Todas as montadoras realizaram esse processo de reestruturação, mas a avaliação é que a Volkswagen demorou mais em fazê-lo e o realizou com menos intensidade. A montadora afirma, entretanto, citando dados da Assobrav (associação das revendas da Volkswagen), que a sua rede foi reestruturada e que, de 1,4 ponto-de-venda por grupo, a média passou a ser de 1,7 ponto-de-venda.
Outra crítica feita à empresa é que, diferentemente de outras grandes montadoras do país, como a GM e a Ford, ela não reestruturou suas operações e investiu em modelos cujas vendas ficaram aquém do esperado, como o Polo e o Golf.
Para consultores, a montadora tem um custo maior, uma estrutura mais complexa para gerenciar (são cinco unidades no país) e uma gama menor de modelos de veículos na comparação com outras empresas.
A montadora se defende afirmando que fez a lição de casa: seus custos fixos caíram 30%, em 2003, para 17%, e sua produtividade melhorou 52%. A Volkswagen diz ainda que, de 13 veículos em seu portfólio em 2003, passou para 16 hoje.

Cenário incerto
Apesar do sofrimento com o câmbio e das demissões, a avaliação entre os consultores é que este será um bom ano para as montadoras no país, com o mercado interno impulsionado pelo crédito. Segundo Beer, a perspectiva é uma alta da produção de 8% a 9%.

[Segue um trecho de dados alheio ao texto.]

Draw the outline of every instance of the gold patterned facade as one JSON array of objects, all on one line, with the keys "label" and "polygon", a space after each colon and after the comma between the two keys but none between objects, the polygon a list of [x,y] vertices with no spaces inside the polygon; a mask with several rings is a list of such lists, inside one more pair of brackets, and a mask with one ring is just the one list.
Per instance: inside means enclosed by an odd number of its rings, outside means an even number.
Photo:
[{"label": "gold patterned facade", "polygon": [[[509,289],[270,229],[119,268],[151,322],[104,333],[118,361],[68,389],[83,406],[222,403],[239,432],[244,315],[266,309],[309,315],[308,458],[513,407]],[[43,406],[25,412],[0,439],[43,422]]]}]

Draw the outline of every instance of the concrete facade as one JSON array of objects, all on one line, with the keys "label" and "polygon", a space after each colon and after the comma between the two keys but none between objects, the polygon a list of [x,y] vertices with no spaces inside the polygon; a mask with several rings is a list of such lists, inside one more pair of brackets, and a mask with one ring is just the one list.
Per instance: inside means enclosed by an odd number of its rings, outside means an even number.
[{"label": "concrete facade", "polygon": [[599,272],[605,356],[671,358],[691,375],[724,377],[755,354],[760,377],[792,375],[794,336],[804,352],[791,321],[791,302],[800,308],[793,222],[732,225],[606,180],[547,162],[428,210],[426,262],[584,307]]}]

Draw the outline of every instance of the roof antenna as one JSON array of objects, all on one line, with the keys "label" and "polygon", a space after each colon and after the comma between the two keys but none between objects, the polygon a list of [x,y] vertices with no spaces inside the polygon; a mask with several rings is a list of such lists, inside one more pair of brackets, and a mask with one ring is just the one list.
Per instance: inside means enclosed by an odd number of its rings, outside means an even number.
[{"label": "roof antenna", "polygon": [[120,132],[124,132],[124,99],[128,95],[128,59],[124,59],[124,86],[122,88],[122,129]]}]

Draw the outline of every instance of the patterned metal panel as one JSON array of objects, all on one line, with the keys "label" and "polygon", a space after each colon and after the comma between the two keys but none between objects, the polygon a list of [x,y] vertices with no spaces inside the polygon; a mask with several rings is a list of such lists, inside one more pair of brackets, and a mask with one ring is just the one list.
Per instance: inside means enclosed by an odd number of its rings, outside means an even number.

"O setor está bem, os juros em queda ajudam as vendas, a gasolina mais barata também", afirma Richard Dubois, diretor-associado da consultoria AT Kearney. Para o ano que vem, entretanto, o cenário começa a se tornar um pouco mais incerto. "Se a economia esfriar em 2007, a indústria pode perder o seu bom momento e não terá o mercado externo para se sustentar", alerta.